Millis will send audio responses as ArrayBuffers with the same format and sample rate. You need to buffer and play these on your side.
Copy
ws.onmessage = (event) => { if (event.data instanceof ArrayBuffer) { // ArrayBuffer received, handle as audio packets let audioResponse = new Uint8Array(event.data); // Buffer and play the audio response } else { // String received, handle as normal events let message = JSON.parse(event.data); handleIncomingMessage(message); }};
ArrayBuffer data will be the audio packets, while string data indicates normal events that you need to process accordingly.
Millis may send various events to manage the session and interaction. Here is the logic behind each message:
pause: Millis detected some voice activity from the client. The agent decides to temporarily pause talking and observe the next voice activity. In this case, you should still keep and buffer incoming audio packets but not play them.
unpause: If Millis detects that it’s not the human trying to talk over or interrupt, the agent will continue talking. In this case, you should continue playing audio packets in the buffer.
clear: Millis detected human’s voice, indicating human interruption intent. The agent will reset and stay silent to let the human continue talking. In this case, clear all audio buffers and stop playback.
ontranscript: Real-time transcript of the client’s audio.
onresponsetext: Real-time transcript of the agent’s response.
onsessionended: For any reason Millis decides to end the session, you will receive this event.
start_answering: The agent decides to start answering the human’s query.

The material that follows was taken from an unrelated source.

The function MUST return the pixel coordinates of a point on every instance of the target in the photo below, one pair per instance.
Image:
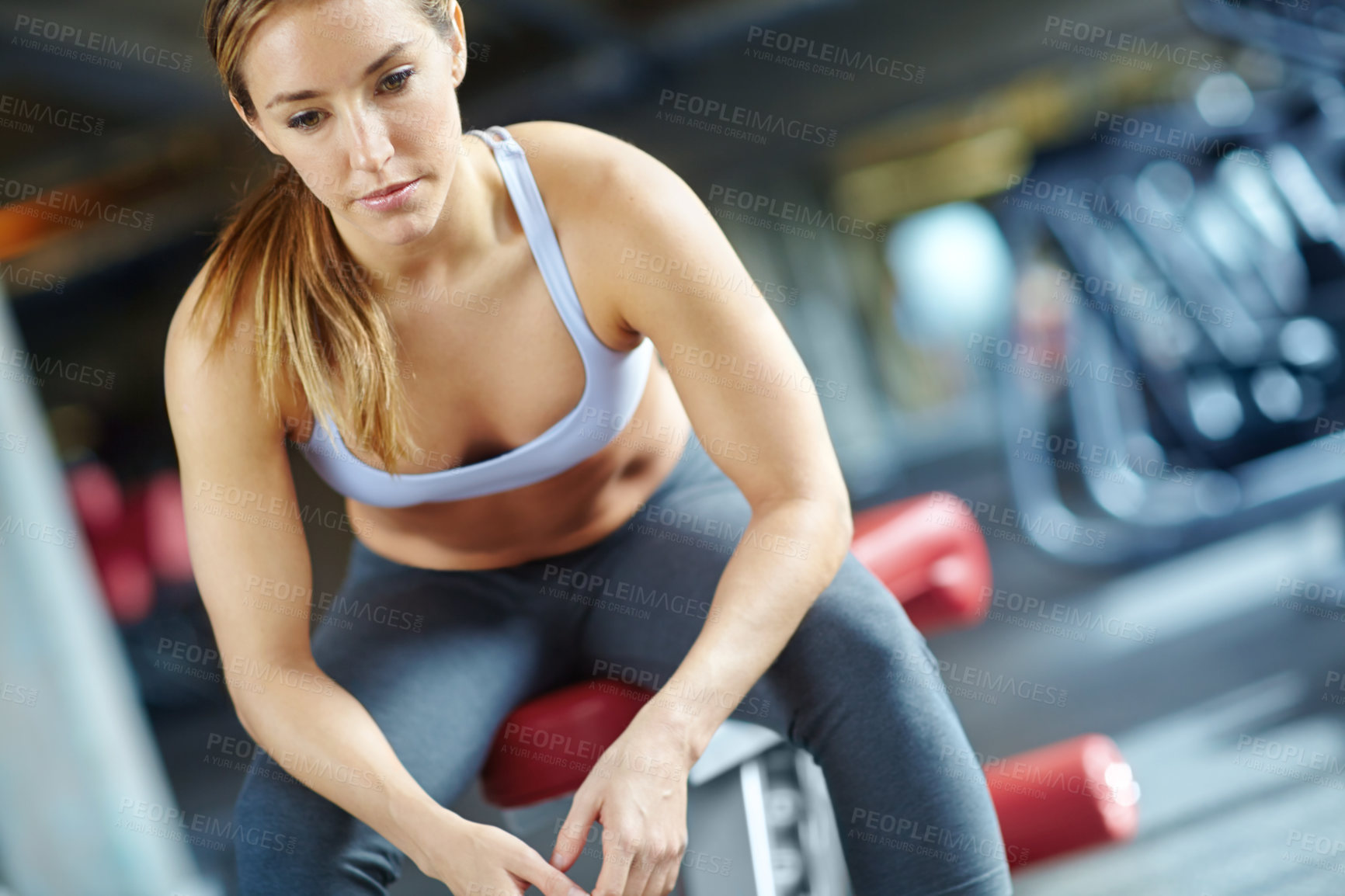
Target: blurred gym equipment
(80, 765)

ai_action: For debug purposes. During the conversation, Millis AI intelligently decides to take some action. Listen to this event to understand what the agent is trying to do.
Example:
Copy
function handleIncomingMessage(message) { switch (message.method) { case "pause": // Pause playback and buffer incoming audio packets break; case "unpause": // Resume playback of buffered audio packets break; case "clear": // Clear audio buffer and stop playback break; case "ontranscript": console.log("Client's audio transcript:", message.data); break; case "onresponsetext": console.log("Agent's response transcript:", message.data); break; case "onsessionended": console.log("Session ended."); ws.close(); break; case "start_answering": console.log("Agent starts answering the query."); break; case "ai_action": console.log("AI Action:", message.data); break; }}